Today, the U.S. Manufacturing ISM report was published; according to the recent report, the U.S. Manufacturing PMI index declined to 49.5% during November 2012. The U.S. Manufacturing PMI is an index estimating the economic development of the U.S. manufacturing sectors; this means the manufacturing sector has shifted from growth to contraction compared to the previous month; the index fell from 51.7% in October to 49.5% in November i.e. a 2.2 percent point drop. This means that the U.S. manufacturing sector has contracted after it had expanded in the previous couple of months.
Among the sectors that were analyzed in this survey: new orders, production, employment and exports. The production increased again by 1.3 pp to 53.7 – the production has expanded at a faster pace.
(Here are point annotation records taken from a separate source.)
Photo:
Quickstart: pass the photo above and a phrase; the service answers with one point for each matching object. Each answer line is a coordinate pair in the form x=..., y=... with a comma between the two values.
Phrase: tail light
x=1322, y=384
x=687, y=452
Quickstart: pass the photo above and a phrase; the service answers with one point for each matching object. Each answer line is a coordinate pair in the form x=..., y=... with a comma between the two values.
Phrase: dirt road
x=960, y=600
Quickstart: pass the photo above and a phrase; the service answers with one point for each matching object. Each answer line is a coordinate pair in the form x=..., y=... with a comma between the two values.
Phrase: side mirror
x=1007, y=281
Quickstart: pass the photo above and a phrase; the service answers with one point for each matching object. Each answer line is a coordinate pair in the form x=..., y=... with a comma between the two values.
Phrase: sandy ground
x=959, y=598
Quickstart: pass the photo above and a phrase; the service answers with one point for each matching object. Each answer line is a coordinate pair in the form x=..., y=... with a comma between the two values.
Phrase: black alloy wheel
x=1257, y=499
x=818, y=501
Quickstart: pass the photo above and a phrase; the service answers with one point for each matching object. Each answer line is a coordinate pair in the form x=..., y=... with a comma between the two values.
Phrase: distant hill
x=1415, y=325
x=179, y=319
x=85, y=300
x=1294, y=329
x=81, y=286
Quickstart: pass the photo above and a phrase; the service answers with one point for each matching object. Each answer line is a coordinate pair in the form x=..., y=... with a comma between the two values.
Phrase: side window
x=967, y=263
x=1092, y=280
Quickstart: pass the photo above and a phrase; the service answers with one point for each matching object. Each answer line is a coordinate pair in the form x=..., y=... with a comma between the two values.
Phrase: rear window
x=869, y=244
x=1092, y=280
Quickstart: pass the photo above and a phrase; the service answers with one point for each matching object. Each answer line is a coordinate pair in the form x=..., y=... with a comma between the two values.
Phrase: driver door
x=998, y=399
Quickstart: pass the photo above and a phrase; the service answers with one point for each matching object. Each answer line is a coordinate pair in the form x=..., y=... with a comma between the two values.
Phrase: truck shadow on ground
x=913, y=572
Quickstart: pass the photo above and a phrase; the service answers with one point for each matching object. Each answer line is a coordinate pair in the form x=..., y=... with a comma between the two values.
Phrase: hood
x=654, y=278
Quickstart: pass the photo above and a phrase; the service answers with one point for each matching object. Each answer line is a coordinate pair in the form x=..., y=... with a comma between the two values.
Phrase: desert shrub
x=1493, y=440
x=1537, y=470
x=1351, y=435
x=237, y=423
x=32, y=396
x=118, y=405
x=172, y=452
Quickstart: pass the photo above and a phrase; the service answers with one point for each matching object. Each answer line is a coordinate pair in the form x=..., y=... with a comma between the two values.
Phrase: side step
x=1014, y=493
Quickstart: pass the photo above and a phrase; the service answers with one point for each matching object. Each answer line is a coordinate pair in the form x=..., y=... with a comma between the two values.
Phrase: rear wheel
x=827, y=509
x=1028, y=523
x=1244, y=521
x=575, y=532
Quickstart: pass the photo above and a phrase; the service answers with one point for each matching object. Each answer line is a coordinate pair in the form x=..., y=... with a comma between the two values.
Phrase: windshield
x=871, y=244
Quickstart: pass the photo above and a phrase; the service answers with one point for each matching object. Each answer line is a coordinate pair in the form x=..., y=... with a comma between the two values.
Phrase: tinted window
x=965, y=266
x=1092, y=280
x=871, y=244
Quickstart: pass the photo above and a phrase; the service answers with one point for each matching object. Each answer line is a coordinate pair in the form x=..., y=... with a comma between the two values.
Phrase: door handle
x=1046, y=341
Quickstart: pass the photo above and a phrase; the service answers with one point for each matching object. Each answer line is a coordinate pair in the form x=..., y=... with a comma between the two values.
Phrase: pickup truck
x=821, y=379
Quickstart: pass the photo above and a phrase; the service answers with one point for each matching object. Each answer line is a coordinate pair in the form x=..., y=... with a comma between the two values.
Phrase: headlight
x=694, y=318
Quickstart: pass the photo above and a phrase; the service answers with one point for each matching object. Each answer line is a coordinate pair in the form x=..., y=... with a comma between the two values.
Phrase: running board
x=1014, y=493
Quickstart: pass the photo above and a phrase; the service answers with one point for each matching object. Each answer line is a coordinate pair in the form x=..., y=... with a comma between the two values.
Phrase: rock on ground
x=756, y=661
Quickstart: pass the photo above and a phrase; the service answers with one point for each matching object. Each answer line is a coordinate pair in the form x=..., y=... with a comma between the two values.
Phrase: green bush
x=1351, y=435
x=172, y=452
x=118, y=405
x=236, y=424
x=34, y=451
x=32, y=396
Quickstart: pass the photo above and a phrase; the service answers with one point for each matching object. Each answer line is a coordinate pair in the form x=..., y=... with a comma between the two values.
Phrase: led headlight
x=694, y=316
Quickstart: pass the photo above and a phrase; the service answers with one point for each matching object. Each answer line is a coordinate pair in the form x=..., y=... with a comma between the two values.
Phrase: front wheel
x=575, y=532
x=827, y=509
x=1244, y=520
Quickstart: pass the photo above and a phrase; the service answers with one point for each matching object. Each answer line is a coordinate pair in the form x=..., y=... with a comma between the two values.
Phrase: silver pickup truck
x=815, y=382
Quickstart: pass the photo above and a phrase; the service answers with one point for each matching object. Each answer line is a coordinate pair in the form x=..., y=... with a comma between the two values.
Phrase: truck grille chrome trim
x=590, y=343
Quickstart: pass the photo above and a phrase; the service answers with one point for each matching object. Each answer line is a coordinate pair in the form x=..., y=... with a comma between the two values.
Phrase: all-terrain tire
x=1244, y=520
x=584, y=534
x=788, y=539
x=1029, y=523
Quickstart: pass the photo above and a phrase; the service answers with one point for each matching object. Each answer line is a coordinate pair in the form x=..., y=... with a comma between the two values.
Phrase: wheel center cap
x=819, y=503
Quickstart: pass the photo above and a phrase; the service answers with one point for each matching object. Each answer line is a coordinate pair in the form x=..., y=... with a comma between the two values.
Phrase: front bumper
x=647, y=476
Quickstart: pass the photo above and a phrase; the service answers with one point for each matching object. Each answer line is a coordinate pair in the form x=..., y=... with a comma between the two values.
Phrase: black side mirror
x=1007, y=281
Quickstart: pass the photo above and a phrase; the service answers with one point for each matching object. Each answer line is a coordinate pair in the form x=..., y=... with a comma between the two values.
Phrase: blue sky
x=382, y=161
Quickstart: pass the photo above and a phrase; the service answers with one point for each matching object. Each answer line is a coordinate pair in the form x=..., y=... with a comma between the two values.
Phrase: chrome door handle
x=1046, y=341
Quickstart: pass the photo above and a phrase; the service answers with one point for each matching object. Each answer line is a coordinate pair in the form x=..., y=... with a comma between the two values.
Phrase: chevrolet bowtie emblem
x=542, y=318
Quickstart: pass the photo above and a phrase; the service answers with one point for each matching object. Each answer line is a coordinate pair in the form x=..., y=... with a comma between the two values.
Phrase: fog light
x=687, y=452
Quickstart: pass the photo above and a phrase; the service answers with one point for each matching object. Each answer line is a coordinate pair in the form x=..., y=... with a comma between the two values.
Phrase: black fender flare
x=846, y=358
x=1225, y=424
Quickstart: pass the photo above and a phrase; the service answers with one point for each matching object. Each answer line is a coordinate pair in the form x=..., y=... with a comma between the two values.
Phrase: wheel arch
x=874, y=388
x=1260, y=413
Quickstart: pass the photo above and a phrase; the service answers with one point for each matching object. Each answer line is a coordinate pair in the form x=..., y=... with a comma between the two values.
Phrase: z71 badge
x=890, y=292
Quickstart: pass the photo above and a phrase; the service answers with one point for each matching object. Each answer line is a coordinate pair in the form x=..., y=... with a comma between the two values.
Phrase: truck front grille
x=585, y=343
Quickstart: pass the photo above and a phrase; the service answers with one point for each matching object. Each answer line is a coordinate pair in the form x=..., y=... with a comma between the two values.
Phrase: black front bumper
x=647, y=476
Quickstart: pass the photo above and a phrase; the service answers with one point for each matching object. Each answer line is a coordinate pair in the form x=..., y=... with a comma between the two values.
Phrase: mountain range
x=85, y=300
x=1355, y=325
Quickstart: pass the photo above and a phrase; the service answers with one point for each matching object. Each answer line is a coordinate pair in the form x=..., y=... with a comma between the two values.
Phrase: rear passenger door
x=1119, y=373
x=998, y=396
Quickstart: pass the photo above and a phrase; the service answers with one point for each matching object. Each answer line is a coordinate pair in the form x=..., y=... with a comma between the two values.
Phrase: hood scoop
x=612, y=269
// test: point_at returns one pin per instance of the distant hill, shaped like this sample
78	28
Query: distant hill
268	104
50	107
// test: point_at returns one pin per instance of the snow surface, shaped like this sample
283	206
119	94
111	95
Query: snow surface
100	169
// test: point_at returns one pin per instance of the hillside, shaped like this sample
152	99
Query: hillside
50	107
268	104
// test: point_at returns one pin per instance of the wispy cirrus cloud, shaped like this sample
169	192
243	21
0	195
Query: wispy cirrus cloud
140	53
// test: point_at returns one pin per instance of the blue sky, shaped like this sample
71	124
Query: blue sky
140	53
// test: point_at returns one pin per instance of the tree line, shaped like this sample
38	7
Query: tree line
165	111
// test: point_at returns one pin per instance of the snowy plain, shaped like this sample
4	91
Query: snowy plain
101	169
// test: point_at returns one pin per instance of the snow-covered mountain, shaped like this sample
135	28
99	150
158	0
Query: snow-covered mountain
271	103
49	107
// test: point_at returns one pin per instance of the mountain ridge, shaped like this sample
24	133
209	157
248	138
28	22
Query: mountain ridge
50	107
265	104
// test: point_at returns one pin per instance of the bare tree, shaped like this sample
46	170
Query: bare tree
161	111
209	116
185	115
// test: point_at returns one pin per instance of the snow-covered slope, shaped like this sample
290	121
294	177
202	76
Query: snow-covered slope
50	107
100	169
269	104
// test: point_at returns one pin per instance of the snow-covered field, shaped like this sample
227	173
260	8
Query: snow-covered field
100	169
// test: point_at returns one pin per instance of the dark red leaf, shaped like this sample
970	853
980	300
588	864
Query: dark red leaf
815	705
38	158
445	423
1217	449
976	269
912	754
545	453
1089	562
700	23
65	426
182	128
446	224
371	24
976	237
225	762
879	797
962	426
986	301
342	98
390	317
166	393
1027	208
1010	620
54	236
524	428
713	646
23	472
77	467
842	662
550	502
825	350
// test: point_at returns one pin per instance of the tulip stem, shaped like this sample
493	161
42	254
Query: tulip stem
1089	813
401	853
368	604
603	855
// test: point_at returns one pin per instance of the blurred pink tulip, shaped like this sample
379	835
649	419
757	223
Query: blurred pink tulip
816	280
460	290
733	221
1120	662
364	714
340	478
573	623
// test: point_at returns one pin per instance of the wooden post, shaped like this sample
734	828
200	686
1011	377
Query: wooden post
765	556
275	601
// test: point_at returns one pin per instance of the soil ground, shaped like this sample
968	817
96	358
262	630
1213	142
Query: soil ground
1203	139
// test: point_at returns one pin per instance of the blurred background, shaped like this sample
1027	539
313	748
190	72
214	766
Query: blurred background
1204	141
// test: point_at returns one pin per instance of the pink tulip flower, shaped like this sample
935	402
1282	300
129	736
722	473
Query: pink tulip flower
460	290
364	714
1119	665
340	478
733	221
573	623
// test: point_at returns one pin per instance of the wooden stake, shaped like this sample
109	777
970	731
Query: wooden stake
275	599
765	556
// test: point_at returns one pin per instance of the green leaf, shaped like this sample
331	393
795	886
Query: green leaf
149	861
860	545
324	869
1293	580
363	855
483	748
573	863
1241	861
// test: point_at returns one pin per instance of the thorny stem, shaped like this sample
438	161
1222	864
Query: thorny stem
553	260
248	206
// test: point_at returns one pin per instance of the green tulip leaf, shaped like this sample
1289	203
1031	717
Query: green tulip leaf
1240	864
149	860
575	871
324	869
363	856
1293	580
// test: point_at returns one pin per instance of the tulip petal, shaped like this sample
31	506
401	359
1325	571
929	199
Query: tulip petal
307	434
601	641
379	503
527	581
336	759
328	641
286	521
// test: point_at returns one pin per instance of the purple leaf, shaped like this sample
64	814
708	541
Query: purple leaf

New orders are still growing but at a slower pace as its index fell by 3.9pp to 50.3. Some items, much like the PMI, have contracted during last month including: employment, backlog of orders, exports and imports. Further some of these items are not only contracting but they are also contracting faster in November than they did in October.
The PMI Manufacturing ISM report tends to be negatively linked with the changes of gold and silver prices (Roache et. al (2008)) without controlling to the U.S dollar effect. Furthermore, the change in PMI index suppose to positively affect natural gas prices, i.e. all things being equal, including the U.S dollar, as the PMI Manufacturing ISM index falls, natural gas prices also tend to decline.
Current gold price, (short term 2012 delivery) is traded at $ 1,717.7 per t oz. a $5 increase or 0.29%, as of 17:08*.
Current Nymex crude oil price, (short term 2012 delivery) is traded up by 0.25%, at $89.13 per barrel as of 17:08*.
Euros to USD is currently traded at 1.3067 as of 17:08*.